Бумага фиксировала самую суть происходившего на допросе, покрывая молчанием все остальное. Она не раскрывает перед нами ни содержания, ни длительности пауз между запротоколированными вопросами и ответами. Чем было наполнено содержание допроса в этих промежутках? Угрозами, избиением, шантажом, провокациями? Совершенно очевидно, что не только записанными вопросами и ответами. Для этого потребовалось бы пять минут времени. Невозможно допустить, чтобы игумения была арестована для того только, чтобы после пятиминутной беседы быть отведенной в камеру.
«Вы говорите неправду, мы имеем точные данные о том, что вы и монашествующий элемент, посещающий вас, распространяли контрреволюционную агитацию и клевету на ВКП(б) и сов. правительство.
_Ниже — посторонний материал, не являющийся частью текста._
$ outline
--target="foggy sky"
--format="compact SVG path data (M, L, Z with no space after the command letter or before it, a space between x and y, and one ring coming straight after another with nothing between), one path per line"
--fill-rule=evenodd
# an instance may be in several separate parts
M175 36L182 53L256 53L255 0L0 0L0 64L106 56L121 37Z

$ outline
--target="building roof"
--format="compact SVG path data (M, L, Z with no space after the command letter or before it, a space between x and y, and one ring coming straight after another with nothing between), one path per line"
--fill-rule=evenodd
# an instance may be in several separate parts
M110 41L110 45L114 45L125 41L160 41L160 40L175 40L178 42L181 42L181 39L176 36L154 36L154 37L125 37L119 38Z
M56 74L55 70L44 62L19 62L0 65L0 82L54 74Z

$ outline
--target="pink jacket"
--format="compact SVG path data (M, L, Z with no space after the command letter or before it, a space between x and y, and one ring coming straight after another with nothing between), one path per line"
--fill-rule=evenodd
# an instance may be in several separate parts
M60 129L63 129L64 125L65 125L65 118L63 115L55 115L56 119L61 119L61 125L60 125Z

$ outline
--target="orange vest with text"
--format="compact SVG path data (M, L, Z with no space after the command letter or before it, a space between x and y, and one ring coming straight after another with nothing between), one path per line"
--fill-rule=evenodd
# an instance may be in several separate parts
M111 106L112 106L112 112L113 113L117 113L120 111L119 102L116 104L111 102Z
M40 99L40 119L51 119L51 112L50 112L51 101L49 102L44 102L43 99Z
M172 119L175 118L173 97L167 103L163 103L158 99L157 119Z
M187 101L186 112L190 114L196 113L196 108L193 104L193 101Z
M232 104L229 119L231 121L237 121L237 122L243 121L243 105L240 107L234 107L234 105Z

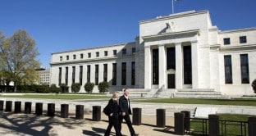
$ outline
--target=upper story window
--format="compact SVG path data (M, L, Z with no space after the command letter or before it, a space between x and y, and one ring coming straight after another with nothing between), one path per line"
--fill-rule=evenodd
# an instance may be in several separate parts
M122 55L126 55L126 48L123 48L121 50L121 53L122 53Z
M114 55L114 56L117 55L117 50L113 50L113 55Z
M246 36L240 36L239 39L240 39L240 43L247 43Z
M231 39L230 38L225 38L223 39L224 45L231 44Z
M80 58L81 59L84 58L84 54L83 53L80 54Z
M89 52L89 53L88 53L88 58L90 58L90 57L91 57L91 53Z
M136 52L136 48L131 48L131 52L132 52L132 53L135 53L135 52Z

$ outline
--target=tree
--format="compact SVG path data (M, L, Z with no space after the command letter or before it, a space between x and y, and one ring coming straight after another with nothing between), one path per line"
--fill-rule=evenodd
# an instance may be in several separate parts
M108 83L106 81L101 82L98 84L98 91L99 93L105 93L105 92L108 92Z
M81 85L79 83L74 83L71 84L71 92L77 93L80 91Z
M94 87L94 83L90 83L90 82L87 82L85 84L85 89L87 93L90 93L93 92Z
M0 43L1 69L8 71L7 77L14 83L15 92L18 84L32 84L39 79L35 71L39 67L39 61L36 60L39 52L34 40L25 30L17 30Z

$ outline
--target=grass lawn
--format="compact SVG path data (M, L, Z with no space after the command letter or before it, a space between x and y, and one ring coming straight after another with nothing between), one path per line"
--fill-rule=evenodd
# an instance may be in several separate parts
M256 99L245 99L245 98L240 99L158 98L158 99L135 100L135 102L154 102L154 103L256 106Z
M107 97L106 95L95 95L95 94L0 95L0 97L68 99L68 100L110 98L110 97Z
M222 126L222 121L221 120L234 120L234 121L248 121L248 116L247 115L231 115L231 114L219 114L219 130L220 130L220 135L225 133L225 127L224 127L224 121L222 121L223 125ZM192 120L190 122L190 129L192 130L191 134L197 135L200 134L203 132L203 126L202 123L199 122L194 122L194 121L199 121L200 120ZM226 124L228 124L226 125L226 135L241 135L241 126L240 125L240 125L240 123L236 122L231 122L227 121ZM246 126L246 135L249 135L248 134L248 125L245 125ZM206 126L204 125L204 128ZM245 127L243 127L243 135L245 135ZM204 131L206 129L204 129Z

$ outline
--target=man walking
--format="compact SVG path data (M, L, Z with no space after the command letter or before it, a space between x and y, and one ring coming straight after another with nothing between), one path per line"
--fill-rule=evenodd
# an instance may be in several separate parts
M132 127L130 115L131 115L131 110L130 107L130 100L128 97L129 95L129 89L125 88L124 89L124 95L120 97L119 98L119 107L121 111L121 116L119 118L119 129L120 131L121 129L121 122L123 119L125 119L126 123L129 128L130 133L131 136L137 136L138 134L135 134L135 129Z

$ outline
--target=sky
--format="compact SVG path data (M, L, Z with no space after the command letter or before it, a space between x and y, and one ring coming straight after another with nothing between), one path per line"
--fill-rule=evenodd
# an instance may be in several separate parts
M255 0L179 0L174 12L208 10L220 30L256 27ZM134 42L139 22L171 14L171 0L0 0L0 30L25 29L42 67L53 52Z

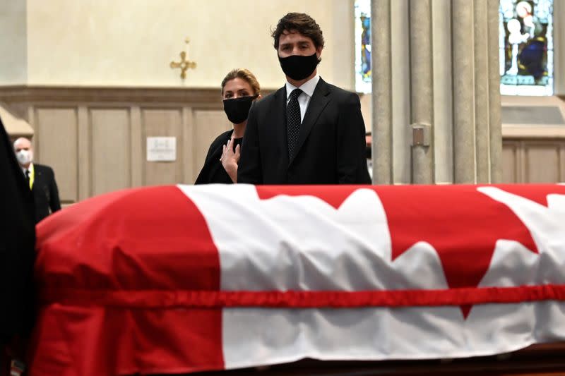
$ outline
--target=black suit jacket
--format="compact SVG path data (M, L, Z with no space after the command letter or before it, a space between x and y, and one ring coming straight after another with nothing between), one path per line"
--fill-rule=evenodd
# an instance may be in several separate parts
M283 87L255 102L242 145L238 183L370 184L365 126L357 95L320 78L288 157Z
M35 176L31 191L35 200L35 223L37 223L50 212L54 213L60 210L61 202L59 200L55 174L52 168L34 163L33 170Z
M0 119L0 344L27 336L33 325L34 214L33 195Z
M210 145L210 149L206 154L206 159L204 161L204 166L200 170L196 181L194 184L210 184L213 183L232 184L232 178L224 169L220 158L223 152L223 146L227 144L227 141L232 138L234 130L224 132L216 138ZM241 139L236 138L233 144L234 150L235 147L241 144Z

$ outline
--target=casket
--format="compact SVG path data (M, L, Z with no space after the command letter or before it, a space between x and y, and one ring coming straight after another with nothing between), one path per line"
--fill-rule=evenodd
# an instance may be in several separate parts
M564 186L148 187L37 231L32 375L465 358L565 340Z

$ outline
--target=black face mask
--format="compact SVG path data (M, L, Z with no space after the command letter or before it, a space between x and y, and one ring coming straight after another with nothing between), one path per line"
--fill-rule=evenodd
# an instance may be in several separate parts
M242 97L224 99L224 111L227 119L234 124L239 124L247 120L251 104L258 95L253 97Z
M291 55L287 57L278 56L280 68L285 74L292 80L299 81L309 76L319 63L316 52L309 56Z

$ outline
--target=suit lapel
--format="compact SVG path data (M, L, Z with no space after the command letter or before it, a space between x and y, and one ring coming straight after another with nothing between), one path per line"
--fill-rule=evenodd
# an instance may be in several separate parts
M31 186L32 190L35 190L35 187L38 186L38 184L41 180L43 178L42 174L41 171L41 168L37 168L37 164L33 165L33 185Z
M308 109L306 110L306 114L304 114L304 119L300 125L300 133L298 136L296 152L295 152L292 159L290 161L289 165L292 163L292 161L295 160L296 156L300 152L300 148L308 138L308 135L310 134L310 131L312 130L312 127L314 127L314 124L316 124L318 118L320 116L320 114L322 113L323 109L326 108L326 106L327 106L328 103L330 102L329 94L330 90L328 84L321 78L320 80L318 82L318 85L316 85L316 89L314 89L314 94L312 94L312 97L310 99L310 103L308 104ZM286 116L285 119L286 119Z
M273 131L277 140L275 145L280 150L280 157L288 163L288 140L287 140L287 89L283 86L275 93L275 105L269 118L273 122Z

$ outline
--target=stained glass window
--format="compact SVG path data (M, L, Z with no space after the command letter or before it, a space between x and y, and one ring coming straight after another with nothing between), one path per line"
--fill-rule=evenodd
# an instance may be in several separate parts
M355 0L355 90L371 92L371 0Z
M553 95L553 0L500 0L503 95Z

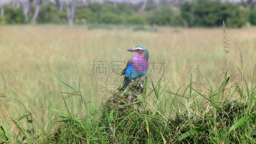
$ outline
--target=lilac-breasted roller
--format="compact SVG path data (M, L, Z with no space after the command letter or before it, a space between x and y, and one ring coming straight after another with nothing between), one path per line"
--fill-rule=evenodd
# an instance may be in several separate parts
M138 45L127 51L132 52L133 57L127 62L126 67L121 72L121 76L125 75L125 76L124 85L118 91L119 93L125 89L131 80L145 76L148 67L148 51L145 47Z

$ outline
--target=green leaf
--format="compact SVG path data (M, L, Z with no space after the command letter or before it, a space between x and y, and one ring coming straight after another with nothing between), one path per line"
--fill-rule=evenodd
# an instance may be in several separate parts
M56 112L58 112L58 113L61 113L62 114L63 114L67 116L69 116L69 115L68 114L68 113L65 112L64 111L62 111L60 110L59 110L58 109L56 109L55 108L48 108L48 109L50 109L50 110L52 110L53 111L55 111Z
M187 137L193 135L199 132L204 132L205 131L208 131L214 133L215 133L215 132L211 130L201 128L195 128L189 130L179 137L178 140L181 140Z
M228 131L228 134L229 134L232 131L236 129L240 126L244 124L244 122L249 120L252 116L255 115L255 113L256 113L256 112L251 113L244 116L238 120L229 128Z

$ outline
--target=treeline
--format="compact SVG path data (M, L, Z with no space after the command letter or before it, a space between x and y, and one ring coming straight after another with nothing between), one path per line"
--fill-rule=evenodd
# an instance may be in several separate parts
M32 21L38 24L68 23L69 14L67 12L70 10L68 9L68 5L64 4L60 9L60 5L58 6L56 2L58 1L40 3L41 9L34 21L32 19L36 5L35 3L35 4L32 3L27 16L28 21L26 20L24 7L14 6L11 2L5 4L3 7L4 13L1 16L0 24L25 24ZM227 25L233 27L246 24L256 25L256 7L253 3L248 7L248 4L242 2L213 0L179 2L170 3L167 0L158 2L148 0L135 3L106 0L101 2L76 1L72 20L76 24L212 27L221 26L224 20Z

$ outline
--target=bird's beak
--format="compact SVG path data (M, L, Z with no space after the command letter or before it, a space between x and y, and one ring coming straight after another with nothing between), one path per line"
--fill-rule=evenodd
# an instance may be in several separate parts
M127 50L127 51L129 51L129 52L134 52L134 50L133 50L133 49L129 49L129 50Z

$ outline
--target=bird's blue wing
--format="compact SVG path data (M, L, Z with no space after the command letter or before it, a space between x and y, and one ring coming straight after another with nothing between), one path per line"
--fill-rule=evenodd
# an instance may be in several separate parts
M127 69L127 67L128 67L128 66L130 65L131 64L131 63L132 62L131 59L130 59L127 62L127 64L126 65L126 67L125 67L125 68L123 70L122 72L121 72L121 76L123 76L123 75L125 75L126 74L126 70Z

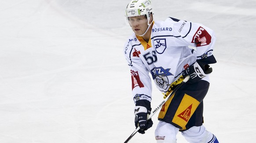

Говорите правду», – настаивал следователь. И вновь с той же непреклонностью и готовностью к любому приговору услышал игуменский ответ: «Еще раз заявляю, что никакой контрреволюционной деятельности я не вела. Бывшие монашки меня посещали лишь только как бывшую игумению и свою знакомую. Протокол записан правильно, мною прочитан. К сему подпись – Кожевникова».
Вот и весь протокол. Не стоит смущаться его краткостью. Органы не были заинтересованы со всей точностью и подробностью протоколировать весь ход допроса, в котором они оказались побежденными и, следовательно, не справившимися со своими функциями. 25 ноября особая тройка УНКВД ЛО на своем заседании вынесла решение о расстреле игумении Иоанникии. А чуть позже к ее делу был подшит еще один документ, заверяющий, что 3 декабря, в самый канун престольного праздника бывшей Введенской обители города Тихвина, приговор о высшей меры наказания ее игумении был приведен в исполнение.